Mozes

de datum van Mozes

volgens het bijbelse verslag waren de ouders van Mozes afkomstig uit de stam van Levi, een van de groepen in Egypte die Hebreeën werden genoemd. Oorspronkelijk had de term Hebreeuws niets te maken met ras of etnische afkomst. Het is afgeleid van Habiru, een variant spelling van Ḫapiru (Apiru), een aanduiding van een klasse mensen die hun brood verdienden door zichzelf te verhuren voor verschillende diensten. De bijbelse Hebreeën waren al generaties in Egypte, maar blijkbaar werden ze een bedreiging, dus een van de farao ‘ s knecht hen. Helaas is de persoonlijke naam van de koning niet gegeven, en geleerden zijn het oneens over zijn identiteit en, vandaar, over de datum van de gebeurtenissen van het verhaal van Mozes. Eén theorie neemt letterlijk de uitspraak in 1 Koningen 6:1 dat de uittocht uit Egypte 480 jaar voordat Salomo de tempel in Jeruzalem begon te bouwen plaatsvond. Dit gebeurde in het vierde jaar van zijn regering, rond 960 v.Chr.; daarom zou de Exodus dateren rond 1440 v. Chr.
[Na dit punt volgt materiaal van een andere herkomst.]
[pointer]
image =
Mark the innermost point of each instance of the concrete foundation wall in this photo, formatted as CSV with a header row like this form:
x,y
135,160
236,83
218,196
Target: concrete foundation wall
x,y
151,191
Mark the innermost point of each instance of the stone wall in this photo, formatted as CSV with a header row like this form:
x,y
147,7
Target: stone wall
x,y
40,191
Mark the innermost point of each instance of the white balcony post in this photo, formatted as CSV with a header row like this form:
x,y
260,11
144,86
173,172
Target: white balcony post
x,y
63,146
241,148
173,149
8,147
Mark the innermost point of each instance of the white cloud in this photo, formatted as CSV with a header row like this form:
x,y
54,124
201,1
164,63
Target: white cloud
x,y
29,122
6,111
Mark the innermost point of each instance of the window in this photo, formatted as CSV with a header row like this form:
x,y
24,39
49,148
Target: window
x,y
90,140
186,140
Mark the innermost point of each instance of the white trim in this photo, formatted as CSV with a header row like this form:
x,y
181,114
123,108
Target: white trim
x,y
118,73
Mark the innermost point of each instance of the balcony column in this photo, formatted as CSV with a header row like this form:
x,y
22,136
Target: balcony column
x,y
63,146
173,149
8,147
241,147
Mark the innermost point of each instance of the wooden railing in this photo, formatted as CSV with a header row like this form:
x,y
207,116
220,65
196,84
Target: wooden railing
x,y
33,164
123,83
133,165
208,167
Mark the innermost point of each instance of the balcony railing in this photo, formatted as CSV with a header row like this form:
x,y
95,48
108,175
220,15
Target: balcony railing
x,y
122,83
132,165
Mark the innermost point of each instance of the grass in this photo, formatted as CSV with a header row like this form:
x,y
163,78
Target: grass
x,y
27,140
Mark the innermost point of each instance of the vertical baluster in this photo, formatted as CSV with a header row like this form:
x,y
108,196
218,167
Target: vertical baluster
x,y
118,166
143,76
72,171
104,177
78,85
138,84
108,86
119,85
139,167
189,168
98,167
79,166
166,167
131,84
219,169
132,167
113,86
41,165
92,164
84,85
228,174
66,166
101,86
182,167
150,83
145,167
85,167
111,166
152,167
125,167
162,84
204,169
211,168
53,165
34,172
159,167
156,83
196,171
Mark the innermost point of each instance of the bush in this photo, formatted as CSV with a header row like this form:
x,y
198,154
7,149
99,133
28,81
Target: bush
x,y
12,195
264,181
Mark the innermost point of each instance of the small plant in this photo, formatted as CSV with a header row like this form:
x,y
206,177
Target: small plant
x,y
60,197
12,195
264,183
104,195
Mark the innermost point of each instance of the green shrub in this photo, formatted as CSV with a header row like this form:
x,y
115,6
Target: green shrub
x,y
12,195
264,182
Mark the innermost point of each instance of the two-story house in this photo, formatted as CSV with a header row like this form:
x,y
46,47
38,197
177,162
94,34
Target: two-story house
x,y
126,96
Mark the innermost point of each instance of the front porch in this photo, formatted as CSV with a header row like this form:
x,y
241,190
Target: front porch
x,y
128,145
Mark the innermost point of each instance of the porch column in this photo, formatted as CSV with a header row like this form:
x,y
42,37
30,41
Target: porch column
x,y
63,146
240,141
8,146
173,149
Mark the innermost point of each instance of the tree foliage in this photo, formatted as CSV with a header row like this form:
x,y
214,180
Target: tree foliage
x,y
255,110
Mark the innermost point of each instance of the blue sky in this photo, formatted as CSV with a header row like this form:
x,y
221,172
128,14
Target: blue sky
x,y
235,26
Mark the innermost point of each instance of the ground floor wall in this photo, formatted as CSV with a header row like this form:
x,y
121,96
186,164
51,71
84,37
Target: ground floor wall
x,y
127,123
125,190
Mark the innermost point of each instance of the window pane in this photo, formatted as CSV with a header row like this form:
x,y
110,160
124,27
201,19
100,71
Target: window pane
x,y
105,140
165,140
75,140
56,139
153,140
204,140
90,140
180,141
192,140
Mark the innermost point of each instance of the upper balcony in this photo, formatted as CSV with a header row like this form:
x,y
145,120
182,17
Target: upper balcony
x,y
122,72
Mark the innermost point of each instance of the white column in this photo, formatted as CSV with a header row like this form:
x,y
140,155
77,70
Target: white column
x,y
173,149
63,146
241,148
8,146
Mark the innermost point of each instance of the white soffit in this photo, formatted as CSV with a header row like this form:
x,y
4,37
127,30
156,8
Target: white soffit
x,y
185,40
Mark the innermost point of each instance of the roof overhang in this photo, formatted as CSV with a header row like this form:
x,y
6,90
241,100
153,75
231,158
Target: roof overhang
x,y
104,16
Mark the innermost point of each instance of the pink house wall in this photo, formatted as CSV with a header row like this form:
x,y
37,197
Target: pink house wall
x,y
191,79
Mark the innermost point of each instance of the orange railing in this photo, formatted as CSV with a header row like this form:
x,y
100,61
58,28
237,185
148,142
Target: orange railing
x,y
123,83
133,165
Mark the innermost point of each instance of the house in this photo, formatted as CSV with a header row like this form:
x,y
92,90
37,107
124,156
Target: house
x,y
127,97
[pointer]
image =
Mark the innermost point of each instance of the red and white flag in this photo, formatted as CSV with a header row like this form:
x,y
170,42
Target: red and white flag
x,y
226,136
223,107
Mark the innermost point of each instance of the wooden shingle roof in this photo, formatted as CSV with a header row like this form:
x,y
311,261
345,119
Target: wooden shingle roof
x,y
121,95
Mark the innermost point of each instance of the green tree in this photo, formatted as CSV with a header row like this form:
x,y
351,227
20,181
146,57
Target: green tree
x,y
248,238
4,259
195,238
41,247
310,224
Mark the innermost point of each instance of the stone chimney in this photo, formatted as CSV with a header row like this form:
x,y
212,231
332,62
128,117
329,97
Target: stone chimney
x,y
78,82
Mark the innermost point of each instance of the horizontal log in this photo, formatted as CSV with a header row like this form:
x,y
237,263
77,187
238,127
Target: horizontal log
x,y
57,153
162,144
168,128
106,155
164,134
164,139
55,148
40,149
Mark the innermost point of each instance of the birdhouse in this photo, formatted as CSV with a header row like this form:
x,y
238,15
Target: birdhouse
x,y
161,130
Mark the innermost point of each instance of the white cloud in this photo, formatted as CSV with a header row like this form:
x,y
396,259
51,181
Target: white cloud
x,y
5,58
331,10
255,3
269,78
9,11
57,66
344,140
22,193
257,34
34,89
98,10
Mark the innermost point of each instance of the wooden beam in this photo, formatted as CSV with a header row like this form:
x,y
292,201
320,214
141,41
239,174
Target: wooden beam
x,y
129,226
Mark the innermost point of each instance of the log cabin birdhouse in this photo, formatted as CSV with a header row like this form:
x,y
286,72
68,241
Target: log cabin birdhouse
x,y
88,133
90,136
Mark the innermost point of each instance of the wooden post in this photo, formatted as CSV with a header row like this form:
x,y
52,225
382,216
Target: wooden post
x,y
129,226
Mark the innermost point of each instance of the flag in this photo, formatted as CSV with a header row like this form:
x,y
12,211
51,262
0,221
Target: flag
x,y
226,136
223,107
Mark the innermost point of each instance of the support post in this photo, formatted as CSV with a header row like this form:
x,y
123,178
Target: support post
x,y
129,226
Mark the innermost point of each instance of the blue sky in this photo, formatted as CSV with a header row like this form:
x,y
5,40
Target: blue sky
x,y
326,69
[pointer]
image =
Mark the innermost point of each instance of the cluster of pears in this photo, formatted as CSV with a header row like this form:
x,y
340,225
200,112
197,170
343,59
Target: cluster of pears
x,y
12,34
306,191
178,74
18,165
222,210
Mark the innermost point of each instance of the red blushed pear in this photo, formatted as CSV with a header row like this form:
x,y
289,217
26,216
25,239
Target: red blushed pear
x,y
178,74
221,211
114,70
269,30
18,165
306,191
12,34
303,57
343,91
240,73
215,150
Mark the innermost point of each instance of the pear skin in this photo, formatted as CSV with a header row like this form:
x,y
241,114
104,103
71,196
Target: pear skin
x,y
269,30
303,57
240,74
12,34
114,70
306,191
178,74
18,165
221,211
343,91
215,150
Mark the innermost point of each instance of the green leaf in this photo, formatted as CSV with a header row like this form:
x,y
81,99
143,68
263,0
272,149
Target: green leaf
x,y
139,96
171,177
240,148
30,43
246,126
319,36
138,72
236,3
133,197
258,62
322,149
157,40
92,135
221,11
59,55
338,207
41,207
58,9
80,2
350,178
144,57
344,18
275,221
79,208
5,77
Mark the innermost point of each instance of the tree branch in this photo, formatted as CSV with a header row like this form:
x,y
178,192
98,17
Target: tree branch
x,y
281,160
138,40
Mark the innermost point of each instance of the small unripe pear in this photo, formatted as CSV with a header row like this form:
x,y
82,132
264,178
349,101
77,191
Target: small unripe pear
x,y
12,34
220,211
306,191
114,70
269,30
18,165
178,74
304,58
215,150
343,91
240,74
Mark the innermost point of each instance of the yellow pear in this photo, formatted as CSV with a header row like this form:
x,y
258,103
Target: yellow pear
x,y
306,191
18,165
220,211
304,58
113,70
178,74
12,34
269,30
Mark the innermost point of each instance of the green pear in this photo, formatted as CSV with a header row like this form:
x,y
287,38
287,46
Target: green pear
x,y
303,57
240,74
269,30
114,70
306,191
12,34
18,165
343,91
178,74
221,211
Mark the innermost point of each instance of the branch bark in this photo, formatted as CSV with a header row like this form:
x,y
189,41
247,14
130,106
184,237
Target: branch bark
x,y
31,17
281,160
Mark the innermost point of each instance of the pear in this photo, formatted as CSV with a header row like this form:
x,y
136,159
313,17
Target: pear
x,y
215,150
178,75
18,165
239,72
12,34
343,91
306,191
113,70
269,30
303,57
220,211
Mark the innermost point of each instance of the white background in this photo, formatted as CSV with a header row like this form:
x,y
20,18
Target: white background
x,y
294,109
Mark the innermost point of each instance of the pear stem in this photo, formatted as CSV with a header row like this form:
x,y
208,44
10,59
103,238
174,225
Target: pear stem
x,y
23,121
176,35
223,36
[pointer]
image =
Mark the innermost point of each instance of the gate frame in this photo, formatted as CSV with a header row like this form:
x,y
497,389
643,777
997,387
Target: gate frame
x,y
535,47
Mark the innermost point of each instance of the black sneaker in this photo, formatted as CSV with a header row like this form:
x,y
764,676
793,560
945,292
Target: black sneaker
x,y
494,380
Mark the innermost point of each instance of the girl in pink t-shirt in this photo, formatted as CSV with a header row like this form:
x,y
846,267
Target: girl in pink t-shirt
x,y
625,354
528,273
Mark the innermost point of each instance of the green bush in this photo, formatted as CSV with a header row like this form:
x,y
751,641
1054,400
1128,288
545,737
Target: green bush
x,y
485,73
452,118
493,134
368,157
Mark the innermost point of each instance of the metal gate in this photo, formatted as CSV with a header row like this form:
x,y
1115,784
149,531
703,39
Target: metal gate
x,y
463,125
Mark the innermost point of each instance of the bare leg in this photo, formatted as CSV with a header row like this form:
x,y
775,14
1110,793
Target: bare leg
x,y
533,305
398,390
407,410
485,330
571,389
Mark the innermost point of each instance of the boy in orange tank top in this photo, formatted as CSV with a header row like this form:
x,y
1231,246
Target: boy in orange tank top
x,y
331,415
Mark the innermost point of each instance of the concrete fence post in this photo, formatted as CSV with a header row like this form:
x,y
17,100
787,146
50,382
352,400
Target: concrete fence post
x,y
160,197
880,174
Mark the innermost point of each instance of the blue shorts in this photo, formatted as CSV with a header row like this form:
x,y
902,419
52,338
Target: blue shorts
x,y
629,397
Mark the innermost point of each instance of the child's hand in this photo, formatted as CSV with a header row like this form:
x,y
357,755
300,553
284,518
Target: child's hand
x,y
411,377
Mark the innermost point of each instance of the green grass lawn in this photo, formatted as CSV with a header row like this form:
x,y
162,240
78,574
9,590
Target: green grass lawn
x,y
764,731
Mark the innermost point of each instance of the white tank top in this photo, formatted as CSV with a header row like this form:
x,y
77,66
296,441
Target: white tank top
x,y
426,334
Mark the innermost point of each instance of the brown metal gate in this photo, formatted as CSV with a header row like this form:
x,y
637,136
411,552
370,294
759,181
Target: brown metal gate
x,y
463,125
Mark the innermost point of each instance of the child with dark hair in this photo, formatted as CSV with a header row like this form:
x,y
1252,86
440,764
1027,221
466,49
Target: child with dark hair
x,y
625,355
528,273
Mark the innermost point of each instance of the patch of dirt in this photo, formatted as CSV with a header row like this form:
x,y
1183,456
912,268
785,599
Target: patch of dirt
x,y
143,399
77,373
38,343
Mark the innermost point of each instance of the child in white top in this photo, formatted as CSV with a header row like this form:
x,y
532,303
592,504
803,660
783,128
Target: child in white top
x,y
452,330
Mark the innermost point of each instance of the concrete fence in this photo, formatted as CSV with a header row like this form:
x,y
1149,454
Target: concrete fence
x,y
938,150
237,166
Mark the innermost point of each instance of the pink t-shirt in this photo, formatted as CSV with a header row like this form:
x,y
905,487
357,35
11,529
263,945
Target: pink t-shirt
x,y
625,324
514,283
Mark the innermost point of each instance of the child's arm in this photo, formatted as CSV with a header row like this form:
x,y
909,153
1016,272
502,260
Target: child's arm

deze conclusie is echter in tegenspraak met de meeste bijbelse en archeologische bewijzen. De opslagsteden Pitḥom en Rameses, gebouwd voor de farao door de Hebreeërs, waren gelegen in het noordoostelijke deel van de Egyptische delta, niet ver van Gosen, het district waar de Hebreeërs woonden. Het is impliciet in het hele verhaal dat het paleis van de farao en de hoofdstad waren in het gebied, maar Thoetmosis III (de farao in 1440) had zijn hoofdstad in Thebe, ver naar het zuiden, en nooit uitgevoerd Grote bouwwerkzaamheden in het deltagebied. Bovendien waren Edom en Moab, kleine koninkrijken in Transjordanië die Mozes dwongen om ten oosten van hen te cirkelen, nog niet gevestigd en georganiseerd. Tot slot, zoals opgravingen hebben aangetoond, de vernietiging van de steden die de Hebreeërs beweerden te hebben veroverd vond plaats rond 1250, niet 1400.aangezien de traditie ongeveer 12 generaties van Mozes tot Salomo telde, is de verwijzing naar 480 jaar hoogstwaarschijnlijk een redactionele opmerking die 40 jaar per generatie toestaat. Aangezien een werkelijke generatie dichter bij 25 jaar was, is de meest waarschijnlijke datum voor de Exodus rond 1290 v.Chr. Als dit waar is, dan noteerde de onderdrukkende farao in Exodus (1:2-2:23) Seti I (regeerde 1318-04), en de farao tijdens de Exodus was Ramses II (c. 1304–c. 1237). In het kort, Mozes werd waarschijnlijk geboren in de late 14e eeuw v.Chr.



Geef een antwoord

Het e-mailadres wordt niet gepubliceerd.